Learning from professional peers from Guangzhou

I recently had an experience which reminded me of the danger of relying on preconceptions.

We all have preconceived notions about other communities: the Italians are artistic
but inefficient; the Germans are disciplined but boring; the French are
cultivated but arrogant. And like many people in Hong Kong, I have
preconceptions about the work culture of China too. These preconceptions have
been derived from reports in the mass media, and stories from personal

This is why when I was first approached about a month ago by the Teaching and Research Office (廣州市教研室) of the Guangzhou Education Bureau to see if I would be interested in
taking part in a coursebook development project, I had my hesitations. On the
one hand, given my academic background and my actual experiences in designing
and reviewing learning materials in the last twenty-five years, I was confident
that I could be an asset to this important project. More importantly, it was an
opportunity that would enable my expertise to reach a larger audience, through
contributing to this ELT project in a major city in the People’s Republic of
China. This is not the kind of opportunity that crops up every day. On the
other hand, influenced by my preconceptions about the work culture of China, I
was worried that it might turn out to be an unpleasant experience. I was
worried that even if I put in a lot of effort, nothing would really get done. I
turned to a few colleagues, none of whom could give me any concrete advice.

But my first face-to-face meeting with two of their curriculum officials, Hey and
Susan, who travelled all the way from Guangzhou to Hong Kong to meet with me,
completely shattered my preconceptions. We had a three-hour meeting, during
which they thoroughly blew me away with their high level of professionalism:
their strong commitment to the project; their sophisticated and up-to-date knowledge
of English Language Teaching; and their highly professional work attitude. This
initial meeting convinced me that it would be a rewarding experience being part
of the project, and I then decided to get on board this meaningful materials
development project.

Owing to the tight schedule of the project, the next couple of weeks were a taxing time
for me, as I worked intensively to meet one deadline after another. But they
continued to provide me with timely support and feedback from Guangzhou.

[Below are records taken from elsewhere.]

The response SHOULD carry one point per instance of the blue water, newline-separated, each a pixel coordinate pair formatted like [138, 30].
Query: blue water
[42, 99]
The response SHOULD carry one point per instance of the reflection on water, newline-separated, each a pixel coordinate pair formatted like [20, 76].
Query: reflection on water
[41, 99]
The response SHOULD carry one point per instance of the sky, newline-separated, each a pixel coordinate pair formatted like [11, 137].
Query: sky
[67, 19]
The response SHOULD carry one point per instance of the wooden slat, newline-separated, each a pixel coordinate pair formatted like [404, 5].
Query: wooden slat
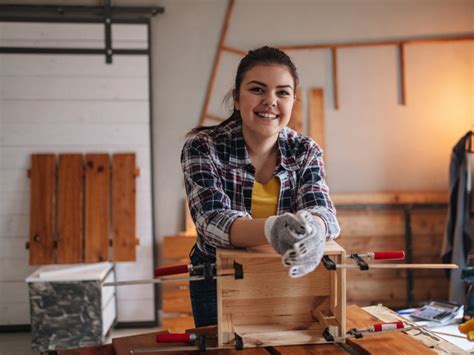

Two days ago, we had a work meeting in Hong Kong, and I was able to meet with most
members of the writing team: Hey, Mr Lu, Winnie, Karen and Angelo. Again, I was
greatly impressed with their level of professionalism and their knowledge of
English language teaching. It was a long meeting that straddled both the morning
and the afternoon, and there were many moments when I silently wondered, as
they were so good at it already, what they still needed me for! We had a very
productive meeting, and it was mainly because while they were eager to suggest
ideas, they were also prepared to accept others’ as they had a highly
results-oriented work attitude. They dispelled all my previous preconceptions
about the work style of people in Mainland China, such as a lack of attention
to proper procedures, indulging in empty talk, moving in circles, and avoiding
responsibility. I came away from the meeting with an entirely new perception of
work culture in China. I understand that this new perception is founded on my
close encounter with this particular team of professional education officials
only, and that I know little about other workplaces in China. But this experience
is enough to caution me against sticking with my previous biased thinking.

There is one more thing which I must mention about the meeting two days ago. At this
meeting, I had the good fortune of working closely with Mr Lu (魯宗干老師), who is a pioneer in the professionalizing of English language teaching
in Mainland China. I first heard about Mr Lu’s name when I was a beginning
teacher educator more than two decades ago, when I would see his name again and
again while browsing professional journals in ELT published in China. In the
many years that followed, his name kept popping up in ELT documents and
publications. Hence, it was a big privilege to me two days ago to be able to
learn from his insights and experience at the meeting. With his long career in
ELT, Mr Lu had many interesting stories to tell, such as how he became adept at
drawing portraits of Chairman Mao Zedong (but wisely staying away from
sketching pictures of Lin Biao) while being sent to re-education in rural areas
(including my own native town) during his university studies; the hurdles
that he had to go through to be nominated as a Master Teacher (特級教師) and how, when he asked a class of children how many of them were the
only child in the family and no one raised their hands, he mistakenly thought
that the children did not understand the question in English.

Mr Lu, Hey, Susan, Karen, Winnie, and Angelo have reminded me, and hopefully my
professional peers in Hong Kong, that it is time we guarded against complacency.
If we had a better idea of the amount and quality of work that they are doing,
we might feel quite embarrassed about ourselves.